優しい彼と愛なき結婚
副社長さんは静かに説明してくれた。
「先日園長とも話したのだが、フリースクールはボランティアで成り立っているところが多い。どこも精一杯な状態で経営をしていて、うちも例外ではないらしい。職員の数やスペースの問題から、新しい生徒を多くは受け入れられなくなってきていると聞いたよ。大悟のように無償で働きたいという職員はなかなかいないしね」
「…それは俺も聞いた」
頬杖をついて大悟さんは頷く。
「困っている子供達はまだまだいるわけだし、入園を断ることは心苦しいことだ。ーーそこでおまえだよ」
「俺?」
「大悟が赤羽電機に入社して、多くの利益を生んでくれ。優秀な営業マンは1日で百万単位を売り上げてくれる。おまえも新入社員時代を思い出して、多くの結果を残して会社に貢献して欲しい」
「意味が分からない。俺に、レイの会社の歯車になれとでも?」
荒々しく大悟さんが返したが、副社長は落ち着いている。
「今後、赤羽電機はフリースクールに継続的に寄付をしていこうと思う。社員の子供で困っている者がいれば通えばいいしね。
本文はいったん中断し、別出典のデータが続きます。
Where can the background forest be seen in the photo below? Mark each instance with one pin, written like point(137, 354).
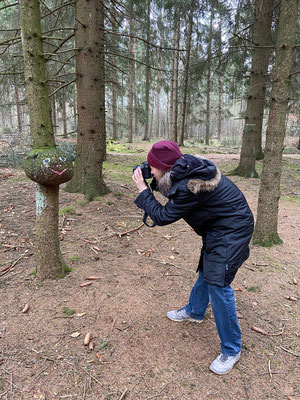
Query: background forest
point(171, 70)
point(94, 83)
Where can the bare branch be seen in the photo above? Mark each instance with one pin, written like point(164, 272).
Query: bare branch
point(58, 8)
point(62, 86)
point(17, 38)
point(139, 62)
point(143, 40)
point(9, 5)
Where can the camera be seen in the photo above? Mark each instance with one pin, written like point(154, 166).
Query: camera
point(146, 170)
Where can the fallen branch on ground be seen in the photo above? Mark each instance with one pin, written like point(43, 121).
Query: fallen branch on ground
point(120, 234)
point(263, 332)
point(7, 269)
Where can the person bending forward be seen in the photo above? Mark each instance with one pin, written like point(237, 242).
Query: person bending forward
point(217, 211)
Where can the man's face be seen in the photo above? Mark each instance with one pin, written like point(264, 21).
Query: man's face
point(157, 173)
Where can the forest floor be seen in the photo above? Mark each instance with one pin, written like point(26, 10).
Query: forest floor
point(141, 274)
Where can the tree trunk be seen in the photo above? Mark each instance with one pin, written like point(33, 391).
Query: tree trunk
point(157, 133)
point(174, 115)
point(19, 107)
point(114, 87)
point(135, 92)
point(257, 90)
point(186, 75)
point(49, 260)
point(90, 78)
point(64, 111)
point(130, 84)
point(269, 194)
point(207, 123)
point(220, 81)
point(115, 112)
point(147, 94)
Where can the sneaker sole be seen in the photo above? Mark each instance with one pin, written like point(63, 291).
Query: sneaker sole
point(226, 372)
point(198, 321)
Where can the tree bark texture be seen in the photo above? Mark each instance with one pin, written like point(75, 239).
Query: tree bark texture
point(269, 194)
point(130, 84)
point(220, 81)
point(35, 75)
point(174, 115)
point(147, 87)
point(251, 143)
point(50, 263)
point(207, 123)
point(90, 77)
point(49, 260)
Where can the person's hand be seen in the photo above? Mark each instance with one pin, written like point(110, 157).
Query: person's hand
point(139, 180)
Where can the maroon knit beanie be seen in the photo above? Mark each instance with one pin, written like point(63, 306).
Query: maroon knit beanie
point(164, 154)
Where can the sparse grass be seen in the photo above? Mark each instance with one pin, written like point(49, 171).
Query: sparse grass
point(81, 203)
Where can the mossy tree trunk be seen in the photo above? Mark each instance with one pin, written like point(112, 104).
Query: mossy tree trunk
point(91, 139)
point(269, 194)
point(251, 144)
point(49, 261)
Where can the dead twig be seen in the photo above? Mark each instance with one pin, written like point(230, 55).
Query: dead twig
point(120, 234)
point(123, 395)
point(113, 325)
point(269, 368)
point(263, 332)
point(7, 269)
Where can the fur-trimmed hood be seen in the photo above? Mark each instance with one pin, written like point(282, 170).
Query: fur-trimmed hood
point(204, 175)
point(198, 185)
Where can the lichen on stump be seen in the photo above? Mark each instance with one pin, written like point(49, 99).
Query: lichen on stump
point(48, 166)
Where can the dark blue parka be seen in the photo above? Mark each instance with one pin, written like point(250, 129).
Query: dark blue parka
point(214, 207)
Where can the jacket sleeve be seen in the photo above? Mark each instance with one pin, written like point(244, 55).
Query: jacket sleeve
point(179, 205)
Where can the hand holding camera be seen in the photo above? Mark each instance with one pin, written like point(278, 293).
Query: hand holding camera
point(140, 174)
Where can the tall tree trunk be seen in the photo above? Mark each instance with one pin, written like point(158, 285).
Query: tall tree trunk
point(63, 106)
point(220, 81)
point(19, 107)
point(49, 260)
point(130, 84)
point(135, 92)
point(147, 93)
point(115, 112)
point(269, 194)
point(114, 87)
point(207, 122)
point(257, 90)
point(159, 75)
point(186, 75)
point(174, 115)
point(90, 78)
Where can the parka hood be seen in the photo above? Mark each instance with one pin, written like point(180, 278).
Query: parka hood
point(204, 175)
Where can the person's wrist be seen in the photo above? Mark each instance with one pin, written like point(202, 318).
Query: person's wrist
point(142, 188)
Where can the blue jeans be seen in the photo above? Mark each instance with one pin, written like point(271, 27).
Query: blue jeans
point(223, 305)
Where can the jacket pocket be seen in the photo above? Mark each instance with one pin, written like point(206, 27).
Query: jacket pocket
point(214, 259)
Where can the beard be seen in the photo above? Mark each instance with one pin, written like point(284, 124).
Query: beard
point(165, 184)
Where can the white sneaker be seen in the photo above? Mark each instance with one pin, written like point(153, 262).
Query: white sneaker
point(181, 315)
point(223, 364)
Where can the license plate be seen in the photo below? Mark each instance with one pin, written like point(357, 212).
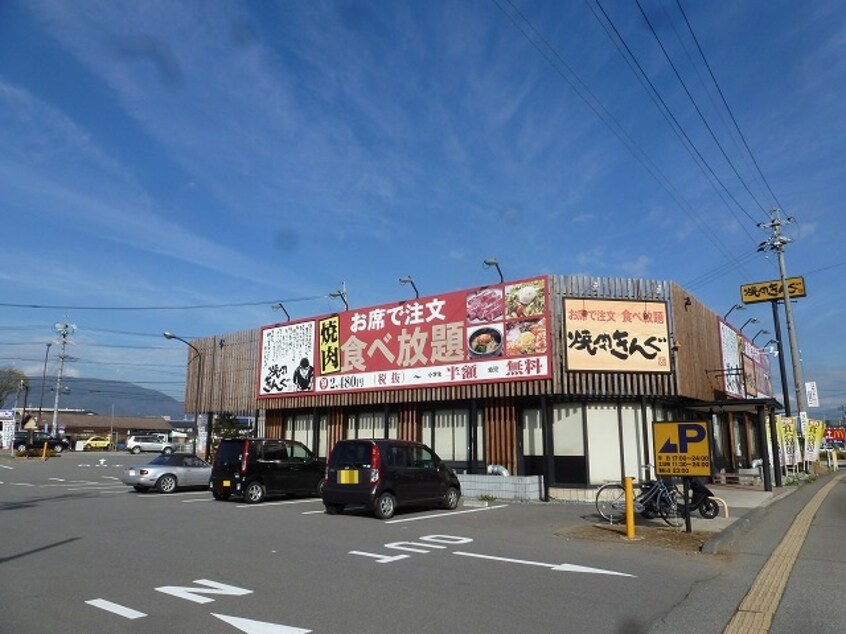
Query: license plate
point(348, 476)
反対派が出ないよう、うちの社員全員の賃金アップは欠かせないけれど。うちが寄付をして、フリースクールの数を増やして、良い職員を採用すればいいとは思わない?」
「…こんな俺が勉強を教えるより、きちんとした奴が教えてやった方が効率も良いだろうな。だから俺はアルバイトを辞めて赤羽電機で働き、少しでも多くフリースクールの費用を稼げということか」
「フリースクールは俺のように休日に行けるしね」
副社長の話は筋が通っていた。
フリースクールの未来を真剣に考える2人を尊敬する。他の誰かのために、利益を求めずにここまでできることは凄いよ。